Le dépôt de carburant qui en est proche (le dépôt Rubis) avait été bloqué toute la semaine précédente par des grévistes, provoquant plusieurs interventions de la police. Cette dernière, depuis le week-end, campe sur place pour éviter toute nouvelle tentative de blocage. Il faut dire que le dépôt Rubis reçoit des approvisionnement de carburant importé par bateau. Il était donc question, ce matin-là, de déloger la police de “notre” dépôt pour pouvoir à nouveau l’occuper. Car non seulement le blocage de Rubis accélérait la pénurie dans les sations services de la région, mais il était aussi l’occasion pour les grévistes des différents secteurs de se retrouver, échanger et se rencontrer.

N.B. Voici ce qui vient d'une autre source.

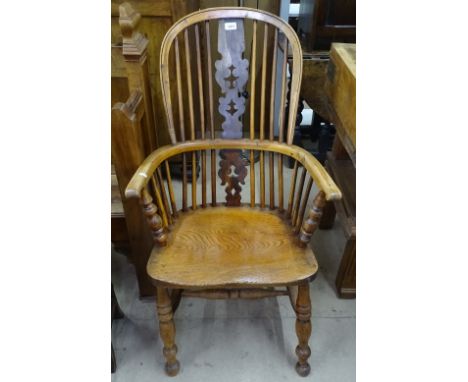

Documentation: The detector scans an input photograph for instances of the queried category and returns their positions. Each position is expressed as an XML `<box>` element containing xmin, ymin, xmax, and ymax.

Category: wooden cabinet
<box><xmin>320</xmin><ymin>43</ymin><xmax>356</xmax><ymax>298</ymax></box>
<box><xmin>111</xmin><ymin>0</ymin><xmax>279</xmax><ymax>296</ymax></box>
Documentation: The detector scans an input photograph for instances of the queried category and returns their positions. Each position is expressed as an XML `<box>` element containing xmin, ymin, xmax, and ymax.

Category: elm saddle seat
<box><xmin>119</xmin><ymin>3</ymin><xmax>341</xmax><ymax>376</ymax></box>
<box><xmin>147</xmin><ymin>207</ymin><xmax>318</xmax><ymax>288</ymax></box>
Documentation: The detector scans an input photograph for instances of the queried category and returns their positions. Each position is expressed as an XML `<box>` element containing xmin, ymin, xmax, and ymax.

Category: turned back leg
<box><xmin>157</xmin><ymin>287</ymin><xmax>180</xmax><ymax>376</ymax></box>
<box><xmin>296</xmin><ymin>281</ymin><xmax>312</xmax><ymax>377</ymax></box>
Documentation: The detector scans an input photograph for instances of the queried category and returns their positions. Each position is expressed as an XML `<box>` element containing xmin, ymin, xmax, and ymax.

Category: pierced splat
<box><xmin>215</xmin><ymin>19</ymin><xmax>249</xmax><ymax>206</ymax></box>
<box><xmin>215</xmin><ymin>19</ymin><xmax>249</xmax><ymax>139</ymax></box>
<box><xmin>218</xmin><ymin>150</ymin><xmax>247</xmax><ymax>207</ymax></box>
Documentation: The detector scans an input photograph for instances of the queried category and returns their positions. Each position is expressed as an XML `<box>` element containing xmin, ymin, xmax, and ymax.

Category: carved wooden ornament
<box><xmin>215</xmin><ymin>19</ymin><xmax>249</xmax><ymax>139</ymax></box>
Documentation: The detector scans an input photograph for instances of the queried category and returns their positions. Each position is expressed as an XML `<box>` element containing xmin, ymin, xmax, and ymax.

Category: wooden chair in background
<box><xmin>121</xmin><ymin>8</ymin><xmax>341</xmax><ymax>376</ymax></box>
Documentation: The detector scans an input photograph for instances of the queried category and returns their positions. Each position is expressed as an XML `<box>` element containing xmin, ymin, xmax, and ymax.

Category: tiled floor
<box><xmin>112</xmin><ymin>156</ymin><xmax>356</xmax><ymax>382</ymax></box>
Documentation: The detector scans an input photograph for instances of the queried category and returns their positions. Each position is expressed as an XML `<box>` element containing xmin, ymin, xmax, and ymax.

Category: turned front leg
<box><xmin>157</xmin><ymin>287</ymin><xmax>180</xmax><ymax>377</ymax></box>
<box><xmin>296</xmin><ymin>281</ymin><xmax>312</xmax><ymax>377</ymax></box>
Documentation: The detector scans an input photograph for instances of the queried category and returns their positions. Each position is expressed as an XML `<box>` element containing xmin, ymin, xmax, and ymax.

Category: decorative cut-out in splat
<box><xmin>215</xmin><ymin>19</ymin><xmax>249</xmax><ymax>139</ymax></box>
<box><xmin>218</xmin><ymin>150</ymin><xmax>247</xmax><ymax>206</ymax></box>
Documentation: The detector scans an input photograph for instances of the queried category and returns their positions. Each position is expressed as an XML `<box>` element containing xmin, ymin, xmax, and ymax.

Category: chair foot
<box><xmin>165</xmin><ymin>360</ymin><xmax>180</xmax><ymax>377</ymax></box>
<box><xmin>296</xmin><ymin>282</ymin><xmax>312</xmax><ymax>377</ymax></box>
<box><xmin>296</xmin><ymin>346</ymin><xmax>310</xmax><ymax>377</ymax></box>
<box><xmin>157</xmin><ymin>287</ymin><xmax>180</xmax><ymax>377</ymax></box>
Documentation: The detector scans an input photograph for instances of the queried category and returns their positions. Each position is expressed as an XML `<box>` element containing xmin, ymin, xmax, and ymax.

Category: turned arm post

A l’heure prévue, 300 personnes se rassemblent. Les étudiants ont préparé une banderole renforcée, et tiennent donc (avec quelques autres) la première ligne. Les manifestants se massent derrière. Le cortège avance vers Rubis en chantant. Les CRS ont à peine le temps de se mettre en position ; la première ligne leur rentre dedans. La ligne de flics éclate, l’avant du cortège trébuche, les flics se recomposent et gazent. Le cortège prend le temps de se reformer et y retourne. Nouvelle charge, ça pousse, les flics reculent, puis regazent. Pour faire bref : ça c’est joué à peu de choses pour que les manifestants puissent s’enfoncer, mais les flics ont tenu bon. Impossible, donc, de rebloquer. Pour autant la détermination est toujours là.

Jeudi 28 octobre.
Le matin : blocage du dépôt de bus de la TCAR. Au même moment un autre blocagea lieu sur le port autonome.
A 10h30, manifestation.
Le parcours est ridicule, la manifestation ne passe même plus en centre-ville. Si on avait voulu faire une manifestation pour passer inaperçu, pour miner le moral de tout le monde et pour enterrer le mouvement on aurait pas fait mieux. Malgré tout il y a encore du monde (les syndicats parlent de 40 000 manifestants). Le cortège se disperse sur les grandes pelouses face à la préfecture.
Le mot a circulé pendant la manifestation de poursuivre jusqu’au Medef. Rapidement une centaine de personne se masse pour inciter les manifestants à les rejoindre. Le rassemblement est bon enfant, de plus en plus de gens ont l’envie de poursuivre ; l’idée est apparemment de balancer des oeufs sur la façade. Brusquement, le S.O. de la CGT, visiblement excédé, décide de repousser les manifestants qui incitent le cortège à les suivre au Medef. Ceux-ci se protègent derrière une banderole. Le SO de la CGT pousse, puis balance quelques patates. Ceux qui assistent à cette mascarade sont atterrés. Le SO se fait insulter. “CGT collabo”. “Pourquoi vous faites ça ?” Un membre du SO : “Je ne sais pas.” Un autre : “Je sais pas, c’est Gérald (?) qui nous a dit d’intervenir”. Personne ne semble très fier. La manoeuvre est d’autant plus minable qu’elle n’aboutit pas. Les gros balourds n’arrivant pas à faire reculer d’un mètre les autres manifestants. C’est désormais plusieurs centaines de personnes (dont des syndicalistes, notamment de la CGT) qui laissent tribune et barbecue derrière eux pour se diriger vers le Medef.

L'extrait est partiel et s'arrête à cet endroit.